# HS1132 years sold in Canada? Current value?



## Jarsh (Jan 4, 2018)

As the title says. I've seen a few posted and am curious as to their age. Any idea as to current value in CDN dollars?

Recently came across a unit that looks to be in great shape. The owner recently bought a new blower. Seeing the pics, I'm thinking he may have found it difficult to moving it around. 

No idea if they came with side shoes or not. This one has them. Also has the crank to turn the chute. Unlike the 928's, it has a lever on the handlebar to raise and lower the bucket rather than using a foot pedal.

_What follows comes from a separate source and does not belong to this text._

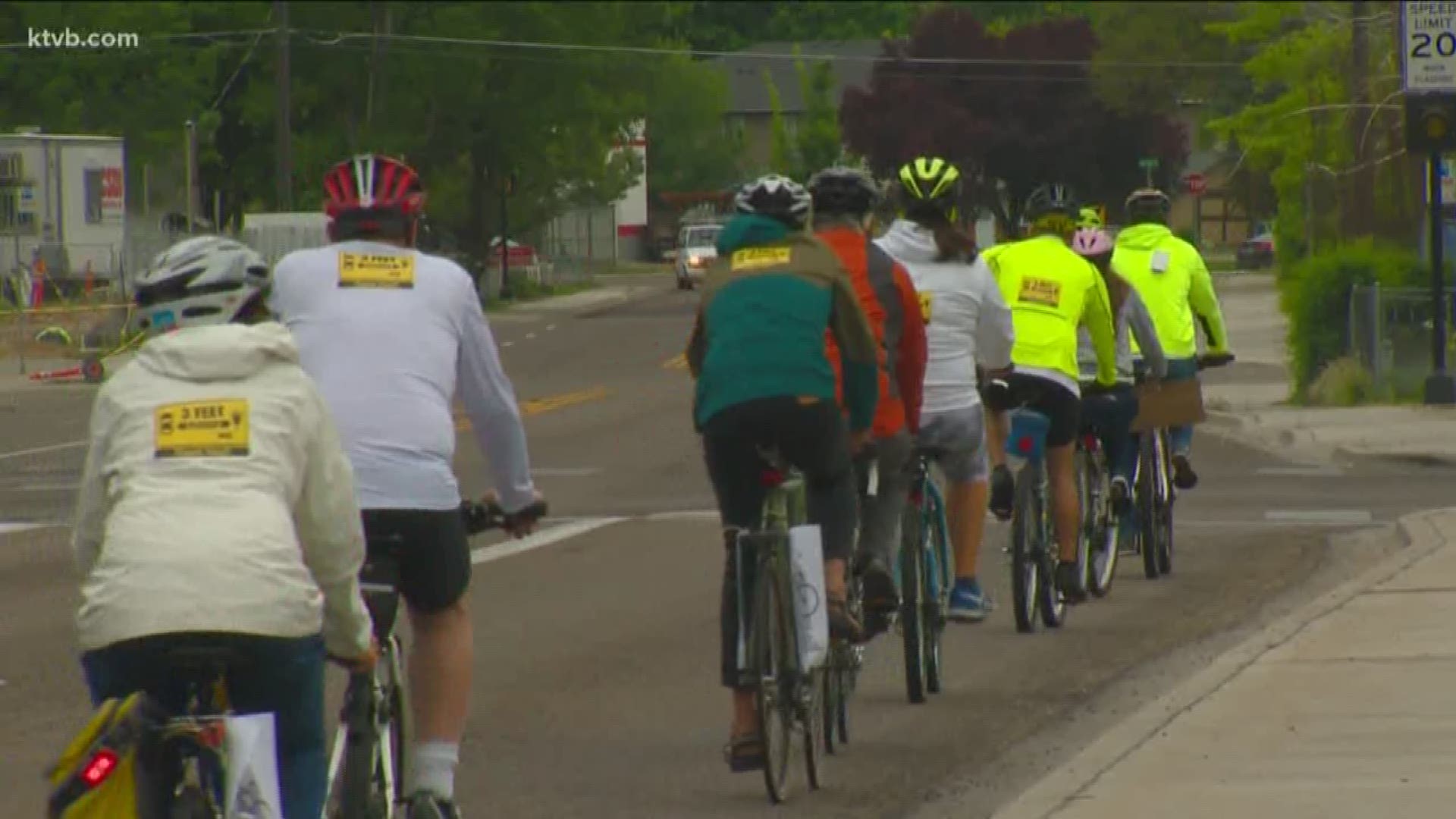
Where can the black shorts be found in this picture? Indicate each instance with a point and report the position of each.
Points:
(1044, 395)
(428, 547)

Seriously considering selling a 4y/o 622 and using the money to grab this thing.. if it hasn't already been sold.


----------



## orangputeh (Nov 24, 2016)

Jarsh said:


> As the title says. I've seen a few posted and am curious as to their age. Any idea as to current value in CDN dollars?
> 
> Recently came across a unit that looks to be in great shape. The owner recently bought a new blower. Seeing the pics, I'm thinking he may have found it difficult to moving it around.
> 
> ...


sorry , don't know about the years . a good 1132 around here is worth around 2 grand. but be sure to look at bottom of bucket for damage. every 1132 I have ever looked it has weight related damage. they are so big and their owners are tough on them.

I have seen mostly damaged buckets, cracks in the engine bed and cracks in the the handle bars that have been welded and cracks underneath the control panel at the ends where the handles are. The carbs on the gx340 seem to be finiky for some reason. Have had problems with every 340 carb I have had. 

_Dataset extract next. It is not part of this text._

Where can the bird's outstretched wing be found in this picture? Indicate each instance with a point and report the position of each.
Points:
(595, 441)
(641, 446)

last year i took a 1132 and made it into a 1128 and it was a great machine. I put it on craigslist for a "I don't really wanna sell price" and a guy came and gave me the price.

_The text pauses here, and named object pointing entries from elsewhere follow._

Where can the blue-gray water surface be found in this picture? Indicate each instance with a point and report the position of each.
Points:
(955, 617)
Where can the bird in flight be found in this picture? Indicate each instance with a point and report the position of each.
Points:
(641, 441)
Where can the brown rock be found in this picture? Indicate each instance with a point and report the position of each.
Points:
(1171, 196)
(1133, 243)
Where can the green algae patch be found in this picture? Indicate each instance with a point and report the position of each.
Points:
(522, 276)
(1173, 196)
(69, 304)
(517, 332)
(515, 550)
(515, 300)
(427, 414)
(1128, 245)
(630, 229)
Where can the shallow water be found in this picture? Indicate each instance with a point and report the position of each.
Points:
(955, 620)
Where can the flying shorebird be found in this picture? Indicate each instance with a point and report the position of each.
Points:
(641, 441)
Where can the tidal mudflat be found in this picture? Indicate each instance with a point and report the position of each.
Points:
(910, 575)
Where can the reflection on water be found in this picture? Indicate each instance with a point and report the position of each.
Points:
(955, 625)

I kinda regret selling it . It was a real power house.


----------



## Honda1132 (Sep 2, 2016)

I have seen them at anywhere between $2000 and $3000 used in NB. Used Honda's are generally hard to come by there was a 928 with tires that was going for between $2500 and $2900 a couple of weeks ago. Not sure if the handle and shock to raise the bucket versus the foot petal is a Canada model thing or not, I seem to recall reading this some where.

I would check kijii or Facebook marketplace to get a handle what going prices are for used models.


----------